Two months after the operation, they begin to repair the dental defect, limited on one side by an implant. The necessary conditions for this are the immobility of the implant and the absence of inflammatory phenomena in the mucous membrane around it.
Natural supporting teeth that limit the defect (preferably two adjacent ones) are processed using the usual method. Silicone impression materials are used to obtain impressions.
V. V. Los prefers cast-in-place denture designs, since, in his opinion, they have higher medical and biological properties. In order to reduce the load on the supporting elements when modeling the intermediate part of the bridge prosthesis, he reduces the area of its chewing surface by 1/3. The intermediate part should not exceed three teeth in length. After checking the design, the bridge prosthesis is fixed to the supporting elements with cement.
After a certain period of adaptation (1-2 weeks longer than usual), such a prosthesis, fixed on an implant and teeth, gives a completely satisfactory functional effect.
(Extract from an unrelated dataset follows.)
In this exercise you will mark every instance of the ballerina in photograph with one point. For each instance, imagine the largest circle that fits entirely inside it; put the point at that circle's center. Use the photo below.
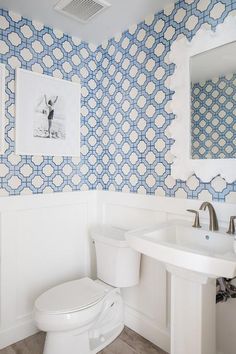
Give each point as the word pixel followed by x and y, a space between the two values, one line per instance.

At the Ukrainian National Medical University, a group of authors has developed a new method of surgical introduction of intraosseous cylindrical implants "Method of restoration of frontal defects of dental rows"). This operation is carried out in two stages: the first is the formation of an artificial socket in the alveolar process of the jaw, the second is the introduction and wedging of the intraosseous cylindrical implant.
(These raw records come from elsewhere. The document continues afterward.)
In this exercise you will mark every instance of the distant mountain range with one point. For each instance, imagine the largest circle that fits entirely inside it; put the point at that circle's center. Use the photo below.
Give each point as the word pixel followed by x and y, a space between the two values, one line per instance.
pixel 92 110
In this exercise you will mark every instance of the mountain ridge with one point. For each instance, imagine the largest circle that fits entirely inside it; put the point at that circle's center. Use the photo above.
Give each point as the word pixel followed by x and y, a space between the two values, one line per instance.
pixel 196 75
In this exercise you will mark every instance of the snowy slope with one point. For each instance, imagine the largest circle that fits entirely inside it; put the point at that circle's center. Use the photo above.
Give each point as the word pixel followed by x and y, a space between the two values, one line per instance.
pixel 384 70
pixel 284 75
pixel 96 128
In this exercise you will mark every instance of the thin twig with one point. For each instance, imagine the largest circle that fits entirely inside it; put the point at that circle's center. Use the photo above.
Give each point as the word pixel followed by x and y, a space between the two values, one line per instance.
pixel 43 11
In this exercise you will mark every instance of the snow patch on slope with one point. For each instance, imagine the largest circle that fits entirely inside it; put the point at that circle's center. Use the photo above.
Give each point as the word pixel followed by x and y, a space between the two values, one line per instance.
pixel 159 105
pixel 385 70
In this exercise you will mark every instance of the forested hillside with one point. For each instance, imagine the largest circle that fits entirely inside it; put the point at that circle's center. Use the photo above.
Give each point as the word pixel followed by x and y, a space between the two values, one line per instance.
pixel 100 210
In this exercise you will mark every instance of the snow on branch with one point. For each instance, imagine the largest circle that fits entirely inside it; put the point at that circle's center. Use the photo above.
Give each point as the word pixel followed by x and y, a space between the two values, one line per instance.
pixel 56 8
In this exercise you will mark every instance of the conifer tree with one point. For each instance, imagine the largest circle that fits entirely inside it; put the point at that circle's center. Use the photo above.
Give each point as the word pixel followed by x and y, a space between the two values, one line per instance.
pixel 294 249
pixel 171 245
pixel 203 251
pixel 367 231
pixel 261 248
In order to prevent excessive bone trauma and possible complications resulting from its overheating during drilling, as well as to expand the indications for implantation in cases of a narrow alveolar process (occurs in 49.1% of cases), its surgical preparation is carried out, which is carried out as follows: under local anesthesia, a round hole with a diameter of 2.5-3.0 mm is made in the mucous membrane in the center of the alveolar process with a perforator, which is 0.5 mm smaller than the diameter of the implant neck. This leads to the fact that after the implant is inserted, the mucous membrane tightly covers its neck and forms an epithelial "cuff" around it, as a result of which there is no need to dissect soft tissues, apply and then remove sutures. Then, using bone punches, sequentially, due to the compaction of the spongy bone, a channel is created in which an expanding pin is wedged. After two weeks, the 2nd stage is carried out: the expansion pin is removed, and an intraosseous canal is formed using bone punches of the appropriate size, corresponding to the size of the implant, in which it is wedged.
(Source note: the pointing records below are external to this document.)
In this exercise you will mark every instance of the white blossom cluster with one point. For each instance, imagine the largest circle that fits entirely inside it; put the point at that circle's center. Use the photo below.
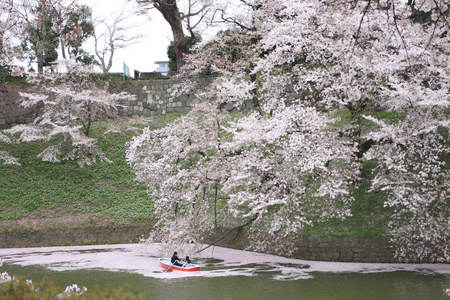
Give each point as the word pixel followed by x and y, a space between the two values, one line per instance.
pixel 284 166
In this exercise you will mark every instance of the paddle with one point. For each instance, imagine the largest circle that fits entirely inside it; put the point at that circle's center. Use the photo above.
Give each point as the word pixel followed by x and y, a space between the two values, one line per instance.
pixel 169 267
To decide on the choice of implant design, it is necessary to take into account the morpho-functional structure of the alveolar process. For this purpose, Yu. V. Vovk, P. Y. Galkevich, I. O. Kobilnik, I. Ya. Voloshin (1998) determine the vertical structure features of the alveolar process before the operation using clinical-instrumental-radiological methods; however, G. G. Kryklyas, V. A. Lubenets and O. I. Sennikova (1998) established 7 variants of horizontal relief of edentulous alveolar processes exposed by the surgeon, and therefore believe that the surgeon can decide on the choice of implant structure only after he has exposed the crest of the alveolar process and studied its relief.
The use of intraosseous implants opens up wide possibilities for dental prosthetics with fixed bridge structures that can serve for a long time, preventing the development of secondary deformations both in the jaws and in the dental arches.